Çok boyutlu dönemin en önemli savunucuları ise, Meyer ve Allen (1984) ile O’Reilley ve Chatman (1986) olmuştur. Örgütsel bağlılığın boyutlarına ilişkin fikir birliğine varılamamış olmakla birlikte, en geniş çapta incelenen çok boyutlu örgütsel bağlılık modeli Meyer ve Allen (1991, 1997) tarafından geliştirilen modeldir (Krishna, 2008: 34). Örgütsel bağlılığın boyutlarını; O’Reilley ve Chatman (1986), Kelman (1958) tarafından daha önce öne sürülen boyutlar olan, uyum, değer ve içselleştirme olarak açıklamıştır. İlgili yazarlara göre, uyum; ücret veya terfi gibi faydalardan dolayı, yetkili olan kişilerin etkisini ve kurallarını kabul etme anlamına gelmektedir. Değer ise, örgüte bağlı kalma arzusunun bir sonucu olarak, örgütle olan ilişkiyi devam ettirmek için çalışanın örgüte yakınlaşması ile ortaya çıkmaktadır. Üçüncü boyut olan içselleştirme ise, çalışan ile örgüt arasında değer uyumunun bulunması durumunda gerçekleşmektedir. O’Reilley ve Chatman (1986) tarafından öne sürülen bu sınıflandırmada, değer boyutu ile içselleştirme boyutunun, ölçümlerinin birbirleriyle yüksek korelasyonlu olması ve diğer değişenlerle benzer sonuçlar vermeleri, bu boyutların birbirlerinden ayırt edilmelerini zorlaştırdığından, bu sınıflandırma daha sonraları etkisini kaybetmiştir (Ahmad ve Rainayee, 2013: 66). Örgütsel bağlılığın boyutları olarak, bu bölümde, Kelman (1958) ile O’Reilley ve Chatman (1986) tarafından öne sürülen uyum, değer ve içselleştirme boyutları üzerinde durulacaktır.

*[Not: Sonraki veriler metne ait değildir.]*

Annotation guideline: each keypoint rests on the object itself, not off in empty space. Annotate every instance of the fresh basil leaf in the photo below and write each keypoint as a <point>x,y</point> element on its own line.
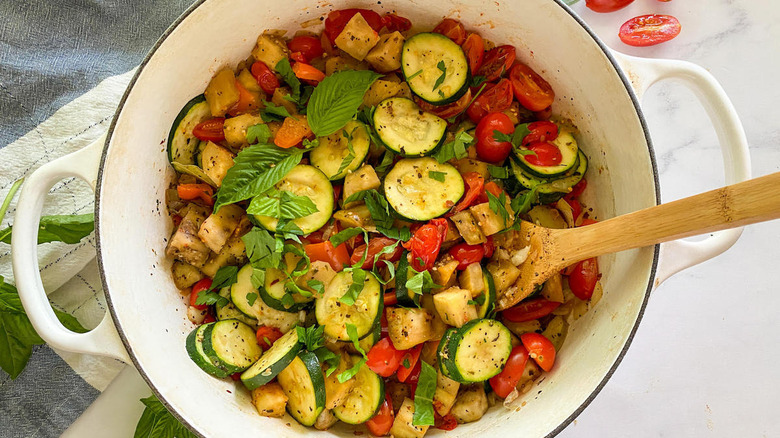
<point>336,100</point>
<point>256,170</point>
<point>423,396</point>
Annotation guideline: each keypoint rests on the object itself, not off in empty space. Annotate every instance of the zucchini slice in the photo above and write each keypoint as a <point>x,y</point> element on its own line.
<point>566,143</point>
<point>422,188</point>
<point>364,314</point>
<point>333,151</point>
<point>248,301</point>
<point>304,385</point>
<point>273,361</point>
<point>231,345</point>
<point>308,181</point>
<point>364,400</point>
<point>195,350</point>
<point>435,68</point>
<point>406,129</point>
<point>475,352</point>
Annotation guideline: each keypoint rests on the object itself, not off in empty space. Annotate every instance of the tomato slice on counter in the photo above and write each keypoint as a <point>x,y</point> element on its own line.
<point>649,30</point>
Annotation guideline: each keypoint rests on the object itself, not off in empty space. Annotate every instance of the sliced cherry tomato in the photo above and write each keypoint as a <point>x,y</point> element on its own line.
<point>210,130</point>
<point>649,30</point>
<point>474,48</point>
<point>204,192</point>
<point>467,254</point>
<point>267,335</point>
<point>504,382</point>
<point>531,90</point>
<point>336,21</point>
<point>547,154</point>
<point>583,278</point>
<point>496,62</point>
<point>308,46</point>
<point>381,423</point>
<point>540,349</point>
<point>426,243</point>
<point>383,358</point>
<point>395,23</point>
<point>607,5</point>
<point>324,251</point>
<point>452,29</point>
<point>488,148</point>
<point>496,98</point>
<point>474,184</point>
<point>530,310</point>
<point>197,288</point>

3.1.3.1 Örgütsel Bağlılılığın Uyum Boyutu

Örgütsel bağlılığı bireyin içinde bulunduğu örgüte karşı hissettiği psikolojik bağ olarak tanımlayan O’Reilly ve Chatman’a (1986) göre, örgütsel bağlılığın ilk boyutu olan uyum boyutunda, bağlılık; ortak paylaşılan değerler ve inançlar için değil, belirli ödüller elde etmek için meydana gelmektedir (O’Reilly ve Chatman, 1986: 493). Bu

87

kapsamda, çalışanlar, ücret ve terfi gibi belirli ödüllere ulaşmak için gereken ve beklenen tutum ve davranışları kabul etmekte ve sergilemektedir.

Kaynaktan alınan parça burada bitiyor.